The coalition believes the money should be used to fund existing, and successful, state tobacco treatment and prevention programs. And the campaign, launched on the same day as the annual Great American Smokeout, is for a tax increase either by the Legislature on via the statewide ballot in 2016.
Getting that tax increase inside the halls of the state Capitol would be especially tough, given that it would likely require a supermajority vote of both the Assembly and Senate -- which, after this election, means votes from both Democratic and Republican legislators. The odds are daunting; a similar bill was invisibly killed earlier this year in the state Senate.
Then there's the ballot.
A slim majority of voters who cast ballots in June 2012 said no to the last tobacco tax proposal, Proposition 29. The initiative, an effort to increase the tax by $1 a pack and use the money for cancer research and other programs, lost by fewer than 30,000 votes out of more than 5 million cast statewide. Tobacco companies shelled out some $45 million to kill Prop. 29, painting it as a poorly written and bureaucratic boondoggle. Right or wrong on that front, Big Tobacco squeaked out a win.
A number of groups eyed a rematch in 2014, with one prominent effort suggesting a tax hike earmarked for funding colleges and universities. Those ideas, though, were later dropped.
Still, it's possible that tax supporters who were massively outspent in 2012 could have some heavy financial firepower this time. Doctors and insurance companies, fresh off their $59 million victory over a medical malpractice initiative this fall, could probably pony up some serious cash.

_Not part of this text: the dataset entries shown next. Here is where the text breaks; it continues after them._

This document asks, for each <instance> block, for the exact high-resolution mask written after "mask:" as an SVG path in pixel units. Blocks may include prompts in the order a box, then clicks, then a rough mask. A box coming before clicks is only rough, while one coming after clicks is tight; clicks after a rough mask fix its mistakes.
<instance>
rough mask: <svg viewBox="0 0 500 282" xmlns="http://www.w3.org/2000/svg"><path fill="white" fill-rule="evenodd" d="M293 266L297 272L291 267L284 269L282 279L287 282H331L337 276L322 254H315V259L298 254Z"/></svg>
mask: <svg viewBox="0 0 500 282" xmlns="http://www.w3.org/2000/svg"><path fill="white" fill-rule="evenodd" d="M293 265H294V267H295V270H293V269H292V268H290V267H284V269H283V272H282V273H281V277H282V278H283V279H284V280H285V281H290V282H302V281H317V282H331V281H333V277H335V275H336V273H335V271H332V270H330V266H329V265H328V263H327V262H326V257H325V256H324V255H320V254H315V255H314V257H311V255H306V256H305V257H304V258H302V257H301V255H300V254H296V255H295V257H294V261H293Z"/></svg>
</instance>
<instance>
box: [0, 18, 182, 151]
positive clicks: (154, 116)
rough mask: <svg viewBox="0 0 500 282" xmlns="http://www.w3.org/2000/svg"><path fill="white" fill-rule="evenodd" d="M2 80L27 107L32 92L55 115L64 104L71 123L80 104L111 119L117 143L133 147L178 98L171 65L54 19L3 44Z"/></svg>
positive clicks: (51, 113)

Policy-wise, tobacco taxes have always been an interesting -- and not so clear-cut -- issue. Analysts have long noted the tax's generally regressive nature; a 2009 national study estimates that the economic burden of a tobacco tax is about 10 times larger on the poorest Americans than it is on the most wealthy. Then there's the issue of how best to use the tax revenues, which an analysis of this year's failed legislation (also calling for a $2-a-pack increase) estimated at $1.4 billion a year. Some groups believe that legislators should have discretion in how to use tobacco tax revenues, though ballot initiatives are usually built around rigid guidelines -- lest voters think that elected officials might be able to waste the cash.
No doubt all of these issues will come up again in 2015 and 2016, even if supporters of boosting California's relatively modest tobacco tax tell everyone that it's a no-brainer.